You know what I mean? And so we went for it. Oh my God! I think that was the best breakthrough, I mean for me personally. And I think for the people who we were working with. Because we actually went ALL OUT!

This never made the skit, but I have to share this example. Going to your doctor’s office, your doctor will say to you, “How are you? What can I do for you?” And you say, “Oh, I have a headache.” And the doctor will say, “Fine. Take Tylenol”. Or send you to another institution. What you really want to say is, “Doctor, not only is my head hurting. My neck is hurting. I’m grinding my teeth. My back is hurting me, and I can’t sleep at night.” But for various reason the doctor doesn’t want to hear all that, you know?

Transforming Stories actually helped us to tell exactly what we want to say, instead of saying what they want to hear or what is expected of us to say. Which is the secret to this whole project. It evolved that way. Plus we have this wonderful great team who knew how to channel us in the right spot.

The organizers [of Transforming Stories], they are amazing human beings. They are amazing. They get it. They understand and appreciate what we have gone through. And they appreciate that we are sharing this. Because it takes a lot of courage to be vulnerable. To talk about your dirty laundry. And this is not just your dirty laundry, this is the dirty laundry of all of us, in the community. It is all of our problems. And to have them acknowledge that even though they may not have had some of our collective experience, or even exact experience, or even some of what we have gone through. They were wowed!

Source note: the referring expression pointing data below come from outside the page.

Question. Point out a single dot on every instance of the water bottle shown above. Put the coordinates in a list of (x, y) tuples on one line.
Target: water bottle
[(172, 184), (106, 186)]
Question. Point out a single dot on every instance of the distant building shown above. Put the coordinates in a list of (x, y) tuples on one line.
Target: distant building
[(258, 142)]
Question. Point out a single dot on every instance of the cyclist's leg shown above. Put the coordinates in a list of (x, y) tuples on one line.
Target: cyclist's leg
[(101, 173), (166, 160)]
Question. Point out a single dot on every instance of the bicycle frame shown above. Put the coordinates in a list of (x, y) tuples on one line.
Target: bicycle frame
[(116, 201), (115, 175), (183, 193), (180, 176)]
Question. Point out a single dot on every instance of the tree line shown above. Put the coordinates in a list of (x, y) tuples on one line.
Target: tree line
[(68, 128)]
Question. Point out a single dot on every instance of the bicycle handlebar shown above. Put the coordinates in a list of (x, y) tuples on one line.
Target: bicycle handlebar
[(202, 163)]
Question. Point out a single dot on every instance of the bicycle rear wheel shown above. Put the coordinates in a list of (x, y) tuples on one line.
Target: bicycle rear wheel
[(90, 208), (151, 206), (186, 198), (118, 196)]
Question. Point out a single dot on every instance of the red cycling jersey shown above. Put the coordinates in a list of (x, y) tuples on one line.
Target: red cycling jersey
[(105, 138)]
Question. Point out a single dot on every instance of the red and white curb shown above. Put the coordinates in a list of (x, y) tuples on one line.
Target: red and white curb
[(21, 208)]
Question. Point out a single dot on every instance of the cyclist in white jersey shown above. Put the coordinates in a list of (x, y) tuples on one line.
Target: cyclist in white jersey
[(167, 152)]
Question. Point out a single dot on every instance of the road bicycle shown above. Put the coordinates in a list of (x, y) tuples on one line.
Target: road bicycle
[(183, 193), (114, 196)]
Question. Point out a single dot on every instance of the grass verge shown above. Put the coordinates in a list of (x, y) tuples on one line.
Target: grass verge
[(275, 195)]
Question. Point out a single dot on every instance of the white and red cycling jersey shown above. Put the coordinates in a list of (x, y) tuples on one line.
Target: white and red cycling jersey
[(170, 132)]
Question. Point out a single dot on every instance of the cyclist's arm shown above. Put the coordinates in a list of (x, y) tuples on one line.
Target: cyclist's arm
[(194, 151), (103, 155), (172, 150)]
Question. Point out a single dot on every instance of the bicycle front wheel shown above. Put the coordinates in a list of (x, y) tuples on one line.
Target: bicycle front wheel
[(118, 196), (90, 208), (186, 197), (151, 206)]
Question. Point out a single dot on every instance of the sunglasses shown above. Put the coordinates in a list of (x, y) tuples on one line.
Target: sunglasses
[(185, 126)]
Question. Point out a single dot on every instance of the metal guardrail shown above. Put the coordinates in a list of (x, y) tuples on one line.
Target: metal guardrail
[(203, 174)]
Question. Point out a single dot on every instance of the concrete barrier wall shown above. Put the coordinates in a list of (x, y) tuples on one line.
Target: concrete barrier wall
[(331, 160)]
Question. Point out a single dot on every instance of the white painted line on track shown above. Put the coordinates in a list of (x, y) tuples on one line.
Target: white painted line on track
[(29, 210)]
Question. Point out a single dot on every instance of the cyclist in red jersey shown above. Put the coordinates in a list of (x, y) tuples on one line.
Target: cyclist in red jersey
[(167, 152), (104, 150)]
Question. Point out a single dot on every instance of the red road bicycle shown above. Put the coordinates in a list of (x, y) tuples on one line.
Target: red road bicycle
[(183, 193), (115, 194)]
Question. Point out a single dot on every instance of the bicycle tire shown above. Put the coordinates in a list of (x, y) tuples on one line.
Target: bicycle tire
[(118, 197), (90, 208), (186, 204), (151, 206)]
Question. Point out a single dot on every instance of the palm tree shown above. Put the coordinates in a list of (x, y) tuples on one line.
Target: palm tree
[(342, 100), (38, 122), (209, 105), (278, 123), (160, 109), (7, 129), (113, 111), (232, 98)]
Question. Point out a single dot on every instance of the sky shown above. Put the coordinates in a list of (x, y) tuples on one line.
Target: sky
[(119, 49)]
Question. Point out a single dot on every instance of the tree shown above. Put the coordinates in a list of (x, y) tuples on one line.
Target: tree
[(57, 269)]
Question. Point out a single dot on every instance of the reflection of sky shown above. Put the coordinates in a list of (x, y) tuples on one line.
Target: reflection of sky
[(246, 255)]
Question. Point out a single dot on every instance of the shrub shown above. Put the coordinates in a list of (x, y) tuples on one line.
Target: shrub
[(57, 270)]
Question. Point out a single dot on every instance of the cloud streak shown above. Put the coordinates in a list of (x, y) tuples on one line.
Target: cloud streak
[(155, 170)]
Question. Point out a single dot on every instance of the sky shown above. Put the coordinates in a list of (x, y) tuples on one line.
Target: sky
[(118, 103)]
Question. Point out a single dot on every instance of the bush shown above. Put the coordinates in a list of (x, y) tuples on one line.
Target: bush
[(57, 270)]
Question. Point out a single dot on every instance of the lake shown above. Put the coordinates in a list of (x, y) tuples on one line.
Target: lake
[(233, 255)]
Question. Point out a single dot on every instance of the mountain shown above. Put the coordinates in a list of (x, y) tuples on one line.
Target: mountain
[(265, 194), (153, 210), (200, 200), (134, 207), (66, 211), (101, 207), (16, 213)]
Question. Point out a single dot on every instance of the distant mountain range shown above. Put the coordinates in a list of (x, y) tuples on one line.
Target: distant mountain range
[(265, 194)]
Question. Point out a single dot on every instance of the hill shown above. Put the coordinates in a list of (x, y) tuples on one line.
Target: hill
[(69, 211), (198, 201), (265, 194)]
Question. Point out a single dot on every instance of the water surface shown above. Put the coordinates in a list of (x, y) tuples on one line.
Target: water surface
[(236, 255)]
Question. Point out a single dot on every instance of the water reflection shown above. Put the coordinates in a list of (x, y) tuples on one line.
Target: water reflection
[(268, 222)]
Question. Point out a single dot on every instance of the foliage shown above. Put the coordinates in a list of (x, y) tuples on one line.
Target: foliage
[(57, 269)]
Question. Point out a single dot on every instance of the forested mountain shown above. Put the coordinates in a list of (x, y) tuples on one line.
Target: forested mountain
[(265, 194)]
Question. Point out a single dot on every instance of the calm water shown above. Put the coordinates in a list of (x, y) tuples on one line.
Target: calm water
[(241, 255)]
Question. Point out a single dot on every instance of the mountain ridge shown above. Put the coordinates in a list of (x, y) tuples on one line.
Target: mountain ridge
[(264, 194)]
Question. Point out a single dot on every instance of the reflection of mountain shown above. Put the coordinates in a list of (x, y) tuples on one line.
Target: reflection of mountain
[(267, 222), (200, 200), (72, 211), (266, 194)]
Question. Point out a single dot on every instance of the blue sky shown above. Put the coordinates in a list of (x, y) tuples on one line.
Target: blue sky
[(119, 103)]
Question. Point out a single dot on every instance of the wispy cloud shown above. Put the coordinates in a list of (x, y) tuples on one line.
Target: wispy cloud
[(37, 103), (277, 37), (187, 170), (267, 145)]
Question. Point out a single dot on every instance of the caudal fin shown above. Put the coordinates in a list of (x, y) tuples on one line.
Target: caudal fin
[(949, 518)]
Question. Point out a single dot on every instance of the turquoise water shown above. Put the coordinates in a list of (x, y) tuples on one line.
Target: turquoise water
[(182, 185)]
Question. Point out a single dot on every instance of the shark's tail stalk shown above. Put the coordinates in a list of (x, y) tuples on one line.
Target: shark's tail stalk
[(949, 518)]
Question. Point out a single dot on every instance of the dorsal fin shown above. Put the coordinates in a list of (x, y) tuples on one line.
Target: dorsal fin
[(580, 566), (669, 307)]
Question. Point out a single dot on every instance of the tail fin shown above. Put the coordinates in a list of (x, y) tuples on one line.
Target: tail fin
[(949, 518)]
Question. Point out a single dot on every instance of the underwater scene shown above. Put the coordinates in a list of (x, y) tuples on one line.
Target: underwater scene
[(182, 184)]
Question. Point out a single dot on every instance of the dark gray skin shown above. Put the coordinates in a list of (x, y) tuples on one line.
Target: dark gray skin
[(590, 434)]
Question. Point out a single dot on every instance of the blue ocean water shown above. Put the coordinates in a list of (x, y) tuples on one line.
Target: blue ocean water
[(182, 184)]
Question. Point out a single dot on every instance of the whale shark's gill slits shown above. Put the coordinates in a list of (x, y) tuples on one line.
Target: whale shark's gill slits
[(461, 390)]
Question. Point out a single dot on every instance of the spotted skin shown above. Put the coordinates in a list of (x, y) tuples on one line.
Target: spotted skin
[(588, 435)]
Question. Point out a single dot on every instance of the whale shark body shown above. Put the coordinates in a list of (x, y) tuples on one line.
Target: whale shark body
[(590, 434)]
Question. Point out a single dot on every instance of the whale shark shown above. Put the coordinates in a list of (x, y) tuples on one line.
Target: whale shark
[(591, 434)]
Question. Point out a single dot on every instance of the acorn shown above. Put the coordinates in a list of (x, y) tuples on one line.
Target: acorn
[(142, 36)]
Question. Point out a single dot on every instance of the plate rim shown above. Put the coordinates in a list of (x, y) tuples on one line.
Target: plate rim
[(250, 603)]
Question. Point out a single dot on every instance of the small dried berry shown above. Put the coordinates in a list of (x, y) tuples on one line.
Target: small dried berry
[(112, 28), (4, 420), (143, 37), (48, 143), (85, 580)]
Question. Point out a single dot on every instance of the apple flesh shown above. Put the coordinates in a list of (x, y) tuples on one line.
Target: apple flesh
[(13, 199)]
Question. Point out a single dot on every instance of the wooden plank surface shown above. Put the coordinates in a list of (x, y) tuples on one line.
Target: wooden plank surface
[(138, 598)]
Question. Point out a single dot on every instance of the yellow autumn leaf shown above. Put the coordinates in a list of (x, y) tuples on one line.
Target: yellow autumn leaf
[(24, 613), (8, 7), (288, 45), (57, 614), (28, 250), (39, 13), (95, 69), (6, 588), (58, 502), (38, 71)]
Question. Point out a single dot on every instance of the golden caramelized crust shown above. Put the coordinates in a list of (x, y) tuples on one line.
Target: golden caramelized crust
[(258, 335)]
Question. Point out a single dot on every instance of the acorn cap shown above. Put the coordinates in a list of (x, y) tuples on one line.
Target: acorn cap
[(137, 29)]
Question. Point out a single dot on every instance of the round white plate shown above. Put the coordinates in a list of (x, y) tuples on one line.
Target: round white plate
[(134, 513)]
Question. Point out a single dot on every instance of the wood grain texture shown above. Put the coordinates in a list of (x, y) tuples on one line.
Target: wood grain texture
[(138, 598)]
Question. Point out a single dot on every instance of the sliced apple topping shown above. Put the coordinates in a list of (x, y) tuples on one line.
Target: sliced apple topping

And they protected our integrity. They protected our mental state because when you are talking about stuff like this, it is very challenging. They made sure that we were taken care of emotional-wise. And they made sure that we felt that what we were saying was worthwhile. I think it’s because of that, I and these wonderful group of women performed the way we did and why were we were able to do this. Because we couldn’t do it ourselves. It is like you have a car with all its bells and whistles, and if there’s no oil in there or if you don’t fill the tank with gas, you ain’t going anywhere, right? So, the organizers were the oil and the gas for us and helped us perform this powerful, ground-breaking awesomeness!